They are quickly losing their specialization advantage as the labor market changes at high speed
Rula Salourou
The World Bank is sounding the alarm about the consequences of technological development on technologically educated workers if global policymakers do not pursue more equitable development. The World Bank's report, “Impacts for Equality and Growth in Europe”, presented yesterday at an event on “The Future of Work” jointly organized by IOBE, is revealing as it demonstrates that innovation and new technologies have while boosting productivity in Europe, they increase income inequality. This is because spectacular technological advances have fueled market concentration, reducing the share of total national income that goes to work.

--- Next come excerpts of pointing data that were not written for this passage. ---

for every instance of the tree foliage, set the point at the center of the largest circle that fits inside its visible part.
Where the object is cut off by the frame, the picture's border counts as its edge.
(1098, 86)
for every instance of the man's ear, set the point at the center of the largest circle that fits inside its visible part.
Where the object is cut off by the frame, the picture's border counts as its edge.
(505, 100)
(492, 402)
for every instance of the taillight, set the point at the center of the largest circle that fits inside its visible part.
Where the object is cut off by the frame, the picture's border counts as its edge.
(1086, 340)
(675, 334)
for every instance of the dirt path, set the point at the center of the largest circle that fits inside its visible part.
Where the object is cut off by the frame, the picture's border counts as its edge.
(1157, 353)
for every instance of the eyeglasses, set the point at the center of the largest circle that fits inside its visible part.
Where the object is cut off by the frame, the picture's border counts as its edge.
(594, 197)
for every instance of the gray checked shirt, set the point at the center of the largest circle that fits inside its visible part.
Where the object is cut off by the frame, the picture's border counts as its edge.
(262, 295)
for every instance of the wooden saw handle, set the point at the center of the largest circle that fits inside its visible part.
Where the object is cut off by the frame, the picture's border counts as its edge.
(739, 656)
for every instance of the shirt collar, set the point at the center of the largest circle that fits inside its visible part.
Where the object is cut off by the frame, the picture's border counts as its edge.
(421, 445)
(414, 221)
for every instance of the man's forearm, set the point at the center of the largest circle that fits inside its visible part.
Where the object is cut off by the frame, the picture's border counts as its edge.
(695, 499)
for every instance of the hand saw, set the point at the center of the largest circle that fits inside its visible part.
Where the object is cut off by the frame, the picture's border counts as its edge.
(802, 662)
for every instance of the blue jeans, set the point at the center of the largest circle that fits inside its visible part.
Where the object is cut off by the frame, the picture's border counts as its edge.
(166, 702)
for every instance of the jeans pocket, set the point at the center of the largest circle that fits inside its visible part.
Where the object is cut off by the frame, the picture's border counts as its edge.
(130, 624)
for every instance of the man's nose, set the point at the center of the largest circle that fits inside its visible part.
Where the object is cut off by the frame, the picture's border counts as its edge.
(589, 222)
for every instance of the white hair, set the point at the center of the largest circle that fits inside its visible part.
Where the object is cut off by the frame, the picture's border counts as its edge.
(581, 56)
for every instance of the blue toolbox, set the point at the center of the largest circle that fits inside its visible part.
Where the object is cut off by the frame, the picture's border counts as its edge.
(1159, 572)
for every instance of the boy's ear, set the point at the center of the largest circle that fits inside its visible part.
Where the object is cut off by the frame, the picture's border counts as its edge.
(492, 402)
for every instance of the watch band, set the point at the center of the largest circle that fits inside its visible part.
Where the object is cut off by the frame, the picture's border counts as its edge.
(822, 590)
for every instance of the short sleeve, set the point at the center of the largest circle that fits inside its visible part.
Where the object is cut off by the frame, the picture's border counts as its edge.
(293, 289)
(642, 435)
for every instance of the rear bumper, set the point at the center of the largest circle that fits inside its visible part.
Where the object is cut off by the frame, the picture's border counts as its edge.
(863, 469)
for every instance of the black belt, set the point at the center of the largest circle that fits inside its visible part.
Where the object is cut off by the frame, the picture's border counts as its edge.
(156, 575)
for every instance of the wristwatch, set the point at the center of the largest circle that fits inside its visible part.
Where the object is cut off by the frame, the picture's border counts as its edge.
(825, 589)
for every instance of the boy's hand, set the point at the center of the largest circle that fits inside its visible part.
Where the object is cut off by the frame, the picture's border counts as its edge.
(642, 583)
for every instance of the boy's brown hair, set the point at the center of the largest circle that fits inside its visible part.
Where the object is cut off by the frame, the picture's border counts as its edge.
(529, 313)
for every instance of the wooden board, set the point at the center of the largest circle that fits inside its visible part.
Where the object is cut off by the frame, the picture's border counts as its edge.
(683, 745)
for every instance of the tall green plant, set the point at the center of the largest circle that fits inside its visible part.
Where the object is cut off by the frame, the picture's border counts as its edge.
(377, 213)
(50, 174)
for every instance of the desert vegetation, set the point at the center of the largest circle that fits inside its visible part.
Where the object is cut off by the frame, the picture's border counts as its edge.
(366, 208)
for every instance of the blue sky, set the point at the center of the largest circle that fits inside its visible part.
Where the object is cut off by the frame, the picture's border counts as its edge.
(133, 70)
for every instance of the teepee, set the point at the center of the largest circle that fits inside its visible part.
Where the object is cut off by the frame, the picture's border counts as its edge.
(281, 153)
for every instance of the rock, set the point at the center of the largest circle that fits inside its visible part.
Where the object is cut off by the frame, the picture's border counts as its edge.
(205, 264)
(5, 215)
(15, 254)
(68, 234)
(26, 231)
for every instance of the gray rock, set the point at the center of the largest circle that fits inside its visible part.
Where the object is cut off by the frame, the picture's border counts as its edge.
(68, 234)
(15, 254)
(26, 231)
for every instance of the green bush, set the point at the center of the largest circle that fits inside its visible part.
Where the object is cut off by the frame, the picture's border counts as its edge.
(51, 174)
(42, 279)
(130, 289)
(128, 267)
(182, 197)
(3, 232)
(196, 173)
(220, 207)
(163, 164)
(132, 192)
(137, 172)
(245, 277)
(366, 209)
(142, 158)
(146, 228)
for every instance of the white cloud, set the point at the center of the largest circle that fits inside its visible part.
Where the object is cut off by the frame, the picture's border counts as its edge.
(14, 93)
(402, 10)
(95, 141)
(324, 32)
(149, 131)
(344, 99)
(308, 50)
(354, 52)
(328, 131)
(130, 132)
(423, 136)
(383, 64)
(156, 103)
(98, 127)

In this context, according to the World Bank, vocational education graduates do not have the skills to take advantage of technological changes. They may initially find employment compared to their peers with a general secondary degree, but within five to seven years of entering the workforce they lose this advantage as the labor market changes rapidly and the demand for new skills is continuous. This results in vocational education and training graduates engaging in manual work and at a higher risk of being displaced from the labor market by automation. In contrast to university graduates, as companies incorporating new technologies reduce the intensity of traditional manual tasks and move to hire workers with university degrees.
The report examines the relationship between technology, economic growth and equality . He points out that the decline of middle-class jobs in European countries over the past 40 years has led to increasing income inequality and political polarization.
And he calls Europe's effort to ensure that new technologies will not further exacerbate these trends and contribute to more equitable development. Small businesses in the EU are also considered “losers”. as they are slow to adopt new technologies, unlike larger, more productive companies and those with better managers.